2. Pernyataan, “Begitu diabsolutkan menolak kebenaran orang lain.” yang tidak bertanggungjawab.
Apakah dengan mengabsolutkan suatu kebenaran yang benar-benar benar berarti menolak kebenaran orang lain ? YA, BENAR ! Lalu, apa yang salah dengan pemikiran ini ? Ambil contoh, seorang guru dengan tegas mengajarkan bahwa 1+1+2 (hal yang absolut), lalu, bolehkah murid-muridnya mengatakan bahwa sang guru mengajarkan hal-hal yang terlalu absolut dan bisa menolak “kebenaran” orang lain yang mengatakan bahwa 1+1=3 atau 4 atau 5 atau terserah ?! Tidak bertanggungjawab, bukan ? Sama halnya dengan pandangan ini. Tuhan Yesus sudah berkali-kali memperingatkan bahwa karena diri-Nya, barangsiapa yang mengikut-Nya pasti mengalami aniaya dan kita dituntut untuk juga menderita bersama Kristus dengan sukacita (1 Petrus 4:14). Demi Kerajaan Allah dan hidup kekal, kita pasti mau menderita, karena ada janji pengharapan bagi mereka yang setia mengikut Kristus (otomatis karena pimpinan dan pemeliharaan Allah melalui Roh Kudus). Ada harga yang harus dibayar ketika kita mengikut Kristus dan berperang bagi Kerajaan Allah, tidak ada kompromi ala dunia, harus berperang melawan setan dan kroni-kroninya ! Sesuatu yang absolut (dalam arti hanya Alkitab) pasti menolak kebenaran orang lain pun sedang menunjukkan bahwa “kebenaran” orang lain yang ditolak oleh Alkitab itu adalah suatu hal yang relatif dan siapa yang membela pernyataan ini (bahwa yang absolut menolak “kebenaran” orang lain) pun merupakan pengajaran yang relatif !

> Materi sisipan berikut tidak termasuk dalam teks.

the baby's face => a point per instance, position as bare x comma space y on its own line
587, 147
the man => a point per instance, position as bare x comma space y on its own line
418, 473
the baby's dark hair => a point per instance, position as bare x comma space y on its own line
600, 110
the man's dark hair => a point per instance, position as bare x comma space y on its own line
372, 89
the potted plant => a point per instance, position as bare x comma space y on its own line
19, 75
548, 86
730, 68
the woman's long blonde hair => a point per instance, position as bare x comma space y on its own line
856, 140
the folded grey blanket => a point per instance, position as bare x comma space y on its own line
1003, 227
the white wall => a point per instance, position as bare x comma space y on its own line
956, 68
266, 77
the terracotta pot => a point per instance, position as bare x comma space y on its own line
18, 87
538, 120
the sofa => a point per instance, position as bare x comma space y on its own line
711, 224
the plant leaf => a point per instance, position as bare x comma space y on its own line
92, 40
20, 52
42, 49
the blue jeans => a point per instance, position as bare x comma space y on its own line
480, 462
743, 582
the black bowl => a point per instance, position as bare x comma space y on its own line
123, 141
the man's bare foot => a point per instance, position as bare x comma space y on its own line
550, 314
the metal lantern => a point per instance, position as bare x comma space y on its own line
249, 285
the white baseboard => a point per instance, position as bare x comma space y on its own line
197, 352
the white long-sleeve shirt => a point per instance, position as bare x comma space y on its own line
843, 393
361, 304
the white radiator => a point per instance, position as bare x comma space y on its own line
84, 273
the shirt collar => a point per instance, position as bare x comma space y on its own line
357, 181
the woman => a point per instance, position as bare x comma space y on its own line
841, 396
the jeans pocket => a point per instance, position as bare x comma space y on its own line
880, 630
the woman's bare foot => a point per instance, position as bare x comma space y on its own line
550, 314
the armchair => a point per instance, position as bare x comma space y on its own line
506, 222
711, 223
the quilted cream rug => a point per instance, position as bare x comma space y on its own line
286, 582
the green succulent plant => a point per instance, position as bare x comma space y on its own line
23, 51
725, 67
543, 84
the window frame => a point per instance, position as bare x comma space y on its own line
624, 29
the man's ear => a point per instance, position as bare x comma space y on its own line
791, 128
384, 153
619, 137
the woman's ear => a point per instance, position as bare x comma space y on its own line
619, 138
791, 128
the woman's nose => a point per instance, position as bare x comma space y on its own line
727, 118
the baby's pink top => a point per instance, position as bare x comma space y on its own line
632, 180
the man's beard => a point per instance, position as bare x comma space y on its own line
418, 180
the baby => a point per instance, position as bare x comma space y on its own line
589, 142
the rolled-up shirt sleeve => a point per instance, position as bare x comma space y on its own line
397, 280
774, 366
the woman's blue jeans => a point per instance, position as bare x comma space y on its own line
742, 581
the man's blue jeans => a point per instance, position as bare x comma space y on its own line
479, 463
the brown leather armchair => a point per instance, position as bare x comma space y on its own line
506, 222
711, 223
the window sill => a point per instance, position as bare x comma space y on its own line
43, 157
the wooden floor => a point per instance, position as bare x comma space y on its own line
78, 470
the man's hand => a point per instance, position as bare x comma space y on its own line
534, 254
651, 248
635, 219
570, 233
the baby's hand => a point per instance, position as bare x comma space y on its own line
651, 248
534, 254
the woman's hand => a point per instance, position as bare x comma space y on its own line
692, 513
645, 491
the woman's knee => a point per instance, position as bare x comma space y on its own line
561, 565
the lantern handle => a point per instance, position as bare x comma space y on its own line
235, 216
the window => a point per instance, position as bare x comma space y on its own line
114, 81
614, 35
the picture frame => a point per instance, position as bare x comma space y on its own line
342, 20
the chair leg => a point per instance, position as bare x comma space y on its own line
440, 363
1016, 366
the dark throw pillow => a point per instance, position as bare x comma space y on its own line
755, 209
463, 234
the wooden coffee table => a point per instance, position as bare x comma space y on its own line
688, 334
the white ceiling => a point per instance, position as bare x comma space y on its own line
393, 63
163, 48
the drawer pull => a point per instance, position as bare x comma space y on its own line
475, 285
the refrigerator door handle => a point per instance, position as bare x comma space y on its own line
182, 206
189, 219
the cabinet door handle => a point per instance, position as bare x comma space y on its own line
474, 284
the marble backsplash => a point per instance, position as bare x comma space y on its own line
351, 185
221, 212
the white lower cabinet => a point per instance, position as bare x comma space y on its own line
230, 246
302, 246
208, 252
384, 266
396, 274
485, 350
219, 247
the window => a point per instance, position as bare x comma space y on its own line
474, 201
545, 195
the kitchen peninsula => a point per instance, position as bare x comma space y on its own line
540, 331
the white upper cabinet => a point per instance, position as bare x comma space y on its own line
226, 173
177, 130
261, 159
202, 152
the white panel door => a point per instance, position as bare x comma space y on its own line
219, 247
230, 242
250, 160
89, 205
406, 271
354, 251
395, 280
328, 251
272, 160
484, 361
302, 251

3. Pernyataan, “Mengapa terjadi bentrok itu ? Karena mereka merasa sudah menemukan kebenaran.” Yang tidak bertanggungjawab.
Menurut pandangan Jusufroni, bentrok dan konflik terjadi karena mereka merasa sudah menemukan kebenaran, padahal pernyataan ini menurut Jusufroni “tidak benar”. Benarkah pandangan ini ? Kebenaran sejati (Alkitab) memang membutuhkan pengorbanan untuk dibenci oleh orang-orang dunia, karena orang-orang dunia di luar Kristus adalah orang-orang yang berdosa yang berasal dari dunia, sedangkan umat pilihan Allah adalah orang-orang yang sama-sama berdosa (tetapi telah ditebus oleh Kristus) dan tinggal di dalam dunia, tetapi berasal dari Surga/umat pilihan Allah (Yohanes 17:16) ! Tetapi tidak berarti ketika kita sedang menyatakan suatu kebenaran Alkitab, itu bisa menghina orang lain, sehingga terciptalah konflik. Ingatlah, konflik terjadi bukan karena orang-orang Kristen memperjuangkan kebenaran Alkitab, tetapi munculnya orang-orang Islam maupun Kristen yang radikal yang berusaha menghancurkan yang lain dengan kekerasan (peperangan dengan fisik). Peperangan sejati bukan peperangan fisik/daging, tetapi peperangan rohani melawan ajaran-ajaran yang sesat dengan hanya berpedoman Alkitab sebagai standart mutlak ! Seharusnya, kalau mereka masih menganggap diri manusia dan berhati nurani, mereka sadar dan kembali kepada Kristus, karena tanpa Kristus dan pengorbanan/penumpahan darah-Nya, tidak ada pengampunan dosa (Ibrani 9:22)! Tetapi akibat dosa, maka hati nurani manusia pun menjadi terpolusi oleh dosa, sehingga mereka tidak mampu kembali kepada Kristus, kecuali melalui karya Roh Kudus yang melahirbarukan dan mencerahkan pikiran dan hatinya sehingga mereka dapat percaya kepada Kristus.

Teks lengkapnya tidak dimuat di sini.